Non solo asintomatici o paucisintomatici. I giovani, tra i quali si sta registrando un numero crescente di infezioni da SarsCoV2 nelle ultime settimane, mostrano sempre più spesso anche sintomi seri della malattia.
“Ciò è la conseguenza dell’aumento significativo di contagi in questa fascia d’età che, conseguentemente, determina anche una maggiore rilevazione percentuale di casi sintomatici gravi o di media gravità. E’ questo ciò che sta accadendo attualmente negli ospedali”, afferma l’infettivologo Massimo Andreoni, mentre aumenta la preoccupazione per il diffondersi anche in Italia della variante Delta, più contagiosa, del virus.
Quanto invece alla mutazione Beta, che preoccupa in Francia, per ora non è segnalata nel nostro Paese. “Anche i giovani, sin dall’inizio della pandemia – spiega Andreoni, direttore di Infettivologia al Policlinico Tor Vergata di Roma – sono stati sempre colpiti dal virus, sia pure con numeri più ridotti, ed hanno presentato casi anche gravi, tanto che sono stati registrati dei decessi pure in questa fascia d’età. Quindi – avverte l’esperto – è sbagliato pensare che ragazzi ed adolescenti sviluppino sempre delle forme lievi o paucisintomatiche, ovvero con pochi sintomi, della malattia Covid-19″.
Quello che sta accadendo ora, per effetto anche delle varianti e del fatto che i più giovani sono ancora vaccinati in numero limitato, “è che stanno aumentando i contagi in questa categoria e, di conseguenza, anche i casi sintomatici in rapporto alla crescita esponenziale delle infezioni in tale fascia di popolazione”. Così, spiega Andreoni, “vediamo sempre più spesso giovani con Covid che presentano sintomi come, ad esempio, la perdita dell’olfatto e del gusto. Si tratta di sintomi considerati moderati-lievi ma, in realtà, sono fortemente debilitanti. Sappiamo infatti che possono permanere per periodi anche lunghi o addirittura evolvere in una condizione cronica”. Ma tra i giovani, avverte, “si iniziano a vedere anche casi di polmoniti di media severità”.
La malattia da Covid, precisa inoltre, “è sempre la stessa, ma con manifestazioni che possono essere diverse da caso a caso. Al momento, non c’è una variante che si connota per disturbi particolarmente diversi rispetto alle altre”. Insomma, sottolinea, “nessuno si può sentire esente dal rischio di malattia grave e questo vale pure per i bambini ed i giovani. Purtroppo quello che ci si deve aspettare è che i numeri continuino a crescere e penso che bisogna ora mettere in atto delle misure diverse e stringere sul green pass”.

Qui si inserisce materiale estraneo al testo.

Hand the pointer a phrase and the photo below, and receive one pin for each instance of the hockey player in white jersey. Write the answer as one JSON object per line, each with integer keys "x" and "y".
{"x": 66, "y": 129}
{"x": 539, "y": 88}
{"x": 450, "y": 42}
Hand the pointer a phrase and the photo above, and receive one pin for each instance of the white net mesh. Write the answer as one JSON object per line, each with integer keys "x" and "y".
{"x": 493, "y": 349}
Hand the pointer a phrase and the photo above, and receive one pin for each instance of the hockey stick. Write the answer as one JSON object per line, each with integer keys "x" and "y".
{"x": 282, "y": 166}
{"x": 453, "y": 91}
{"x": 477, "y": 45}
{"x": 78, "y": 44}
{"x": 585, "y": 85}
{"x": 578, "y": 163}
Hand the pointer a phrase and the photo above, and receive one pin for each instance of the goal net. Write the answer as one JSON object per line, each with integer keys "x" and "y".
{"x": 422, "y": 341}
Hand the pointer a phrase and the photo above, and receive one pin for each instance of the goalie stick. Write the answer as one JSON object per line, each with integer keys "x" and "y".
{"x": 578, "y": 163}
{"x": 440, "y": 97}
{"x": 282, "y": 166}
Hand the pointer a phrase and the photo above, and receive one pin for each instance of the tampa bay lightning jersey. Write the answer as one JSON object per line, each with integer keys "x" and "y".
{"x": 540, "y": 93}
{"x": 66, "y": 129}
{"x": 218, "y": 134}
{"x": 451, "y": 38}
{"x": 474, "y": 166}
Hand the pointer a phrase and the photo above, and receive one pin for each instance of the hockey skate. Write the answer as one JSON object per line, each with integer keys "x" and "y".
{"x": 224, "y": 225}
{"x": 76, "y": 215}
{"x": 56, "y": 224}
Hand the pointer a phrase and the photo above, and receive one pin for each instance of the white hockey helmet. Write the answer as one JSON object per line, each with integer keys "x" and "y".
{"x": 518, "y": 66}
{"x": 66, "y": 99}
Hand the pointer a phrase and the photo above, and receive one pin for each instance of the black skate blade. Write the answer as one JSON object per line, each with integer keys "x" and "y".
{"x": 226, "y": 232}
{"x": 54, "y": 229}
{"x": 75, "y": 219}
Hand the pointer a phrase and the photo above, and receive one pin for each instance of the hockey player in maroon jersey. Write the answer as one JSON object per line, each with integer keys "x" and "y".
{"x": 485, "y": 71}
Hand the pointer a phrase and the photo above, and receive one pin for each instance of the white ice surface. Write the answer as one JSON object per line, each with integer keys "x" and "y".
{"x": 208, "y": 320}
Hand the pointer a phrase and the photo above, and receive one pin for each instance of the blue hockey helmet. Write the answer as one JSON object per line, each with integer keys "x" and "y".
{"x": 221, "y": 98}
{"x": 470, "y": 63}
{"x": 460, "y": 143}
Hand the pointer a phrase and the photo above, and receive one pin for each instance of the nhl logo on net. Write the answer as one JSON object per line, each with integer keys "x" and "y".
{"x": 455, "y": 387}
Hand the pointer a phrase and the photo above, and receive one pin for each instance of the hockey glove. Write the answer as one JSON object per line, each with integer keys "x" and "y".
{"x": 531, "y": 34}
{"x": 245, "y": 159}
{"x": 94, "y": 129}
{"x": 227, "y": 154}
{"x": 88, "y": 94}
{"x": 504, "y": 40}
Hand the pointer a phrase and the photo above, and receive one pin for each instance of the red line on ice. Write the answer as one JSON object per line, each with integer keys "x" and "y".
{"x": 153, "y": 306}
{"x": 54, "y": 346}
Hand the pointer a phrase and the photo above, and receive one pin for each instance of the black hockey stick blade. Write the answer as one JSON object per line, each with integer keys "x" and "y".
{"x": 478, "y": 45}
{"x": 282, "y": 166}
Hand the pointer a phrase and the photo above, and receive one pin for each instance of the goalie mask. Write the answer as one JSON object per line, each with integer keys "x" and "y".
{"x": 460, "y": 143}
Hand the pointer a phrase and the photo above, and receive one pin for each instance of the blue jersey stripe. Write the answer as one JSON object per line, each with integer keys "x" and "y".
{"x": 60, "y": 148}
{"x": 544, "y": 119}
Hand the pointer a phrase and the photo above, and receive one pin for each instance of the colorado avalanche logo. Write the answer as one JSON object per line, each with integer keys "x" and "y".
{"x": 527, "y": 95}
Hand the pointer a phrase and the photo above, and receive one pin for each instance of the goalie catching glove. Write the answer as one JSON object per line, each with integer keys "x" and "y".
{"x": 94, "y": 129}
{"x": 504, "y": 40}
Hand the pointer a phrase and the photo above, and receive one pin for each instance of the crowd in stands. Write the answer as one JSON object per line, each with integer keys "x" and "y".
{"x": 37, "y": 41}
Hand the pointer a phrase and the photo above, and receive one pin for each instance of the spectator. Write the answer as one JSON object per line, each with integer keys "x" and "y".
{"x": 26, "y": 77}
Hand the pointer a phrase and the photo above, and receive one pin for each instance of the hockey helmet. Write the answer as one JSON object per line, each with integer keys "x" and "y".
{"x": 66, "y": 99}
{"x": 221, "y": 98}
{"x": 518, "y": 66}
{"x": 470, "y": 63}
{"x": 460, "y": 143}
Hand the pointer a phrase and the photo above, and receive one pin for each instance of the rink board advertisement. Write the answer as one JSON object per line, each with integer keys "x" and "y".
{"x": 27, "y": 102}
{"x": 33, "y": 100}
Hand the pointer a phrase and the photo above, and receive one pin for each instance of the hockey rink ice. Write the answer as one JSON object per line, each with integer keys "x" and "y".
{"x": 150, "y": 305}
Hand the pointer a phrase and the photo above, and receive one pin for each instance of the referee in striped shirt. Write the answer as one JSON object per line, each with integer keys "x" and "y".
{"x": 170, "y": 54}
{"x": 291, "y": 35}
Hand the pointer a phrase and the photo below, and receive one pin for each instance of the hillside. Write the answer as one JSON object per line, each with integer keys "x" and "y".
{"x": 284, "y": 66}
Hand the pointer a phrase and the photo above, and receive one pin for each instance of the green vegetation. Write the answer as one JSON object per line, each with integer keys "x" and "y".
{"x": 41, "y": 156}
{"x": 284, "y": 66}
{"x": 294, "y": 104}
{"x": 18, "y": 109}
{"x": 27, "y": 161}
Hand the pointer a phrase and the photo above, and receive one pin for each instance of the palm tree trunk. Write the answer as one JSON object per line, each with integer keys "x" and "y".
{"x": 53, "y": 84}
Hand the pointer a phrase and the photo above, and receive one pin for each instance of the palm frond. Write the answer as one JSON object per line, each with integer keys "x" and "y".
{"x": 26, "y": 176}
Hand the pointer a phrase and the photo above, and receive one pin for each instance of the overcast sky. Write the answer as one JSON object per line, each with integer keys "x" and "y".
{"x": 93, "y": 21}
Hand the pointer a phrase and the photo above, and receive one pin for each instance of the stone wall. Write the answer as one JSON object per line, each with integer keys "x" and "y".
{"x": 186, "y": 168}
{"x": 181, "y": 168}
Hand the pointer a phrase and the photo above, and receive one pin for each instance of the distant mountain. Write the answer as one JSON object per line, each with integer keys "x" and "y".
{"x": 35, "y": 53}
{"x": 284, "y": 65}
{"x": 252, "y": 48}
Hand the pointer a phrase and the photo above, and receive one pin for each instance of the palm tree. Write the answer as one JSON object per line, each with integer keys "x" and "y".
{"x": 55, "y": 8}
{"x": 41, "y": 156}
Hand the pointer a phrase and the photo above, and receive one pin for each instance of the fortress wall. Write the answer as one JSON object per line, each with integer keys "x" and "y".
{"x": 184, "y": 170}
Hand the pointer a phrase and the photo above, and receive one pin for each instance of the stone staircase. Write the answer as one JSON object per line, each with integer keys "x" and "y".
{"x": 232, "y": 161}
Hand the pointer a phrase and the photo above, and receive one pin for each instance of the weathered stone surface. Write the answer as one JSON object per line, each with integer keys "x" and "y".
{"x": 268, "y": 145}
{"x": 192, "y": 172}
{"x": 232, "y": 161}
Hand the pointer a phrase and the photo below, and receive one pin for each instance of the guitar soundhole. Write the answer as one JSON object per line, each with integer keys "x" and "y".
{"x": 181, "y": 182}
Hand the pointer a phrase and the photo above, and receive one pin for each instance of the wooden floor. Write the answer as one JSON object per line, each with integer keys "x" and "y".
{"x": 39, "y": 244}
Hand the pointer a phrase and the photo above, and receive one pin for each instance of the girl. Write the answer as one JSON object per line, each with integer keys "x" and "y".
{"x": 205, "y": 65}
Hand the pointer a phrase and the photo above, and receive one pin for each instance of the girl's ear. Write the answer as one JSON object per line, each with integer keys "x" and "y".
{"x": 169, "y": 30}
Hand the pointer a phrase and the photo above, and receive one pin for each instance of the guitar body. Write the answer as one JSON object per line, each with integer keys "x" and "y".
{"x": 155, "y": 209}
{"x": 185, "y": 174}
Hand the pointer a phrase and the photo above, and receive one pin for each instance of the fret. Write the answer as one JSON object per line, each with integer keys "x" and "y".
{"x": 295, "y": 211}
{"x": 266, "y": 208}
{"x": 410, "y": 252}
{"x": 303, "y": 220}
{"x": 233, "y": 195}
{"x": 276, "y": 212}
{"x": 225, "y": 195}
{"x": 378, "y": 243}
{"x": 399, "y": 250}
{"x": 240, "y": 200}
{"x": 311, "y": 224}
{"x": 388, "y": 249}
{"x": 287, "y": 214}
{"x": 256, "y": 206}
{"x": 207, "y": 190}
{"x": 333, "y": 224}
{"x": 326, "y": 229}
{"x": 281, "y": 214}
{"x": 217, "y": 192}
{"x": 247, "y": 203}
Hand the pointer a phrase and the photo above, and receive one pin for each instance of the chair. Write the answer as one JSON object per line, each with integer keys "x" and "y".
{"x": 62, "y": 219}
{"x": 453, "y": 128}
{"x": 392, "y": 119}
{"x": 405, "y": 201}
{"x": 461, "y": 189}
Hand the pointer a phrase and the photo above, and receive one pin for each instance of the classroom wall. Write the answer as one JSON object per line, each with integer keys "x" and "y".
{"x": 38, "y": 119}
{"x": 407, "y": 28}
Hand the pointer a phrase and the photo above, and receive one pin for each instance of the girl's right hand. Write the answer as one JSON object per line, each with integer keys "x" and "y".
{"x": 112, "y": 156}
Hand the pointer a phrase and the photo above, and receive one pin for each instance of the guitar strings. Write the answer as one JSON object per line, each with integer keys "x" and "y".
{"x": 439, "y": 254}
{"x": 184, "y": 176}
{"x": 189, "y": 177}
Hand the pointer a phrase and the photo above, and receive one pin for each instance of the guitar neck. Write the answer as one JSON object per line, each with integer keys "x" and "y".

Il consiglio, afferma, “resta quello di vaccinarsi, mantenere le misure di contenimento a partire dalle mascherine ed evitare i viaggi”. Un quadro destinato probabilmente a peggiorare proprio per effetto delle varianti. Secondo l’ultima indagine rapida condotta dall’Istituto superiore di sanità, pubblicata lo scorso 2 luglio, la Delta (prima denominata ‘indiana’ B.1.167.2) aveva una prevalenza pari al 22,7%, con un range tra lo 0 e il 70,6%. La prevalenza della variante Alfa (B.1.1.7, prima definita ‘inglese’) era invece del 57,8%. La variante Gamma (P.1, precedentemente ‘brasiliana’) aveva una prevalenza pari a 11,8% (con un range tra 0 e 37,5%).
Quanto alla Beta (prima denominata ‘sudafricana’ B.1.351) – che sta registrando una crescita in Francia e che preoccupa perché sembrerebbe essere più resistente ai vaccini – l’ultima indagine dell‘Iss non l’ha rilevata in alcuna Regione. Secondo una successiva stima, però, la Delta è ormai presente nel 32,6% delle sequenze depositate dal nostro Paese nella banca internazionale Gisaid, che raccoglie le mappe genetiche del virus SarsCoV2 da tutto il mondo, mentre la variante Alfa è scesa al 37,9%.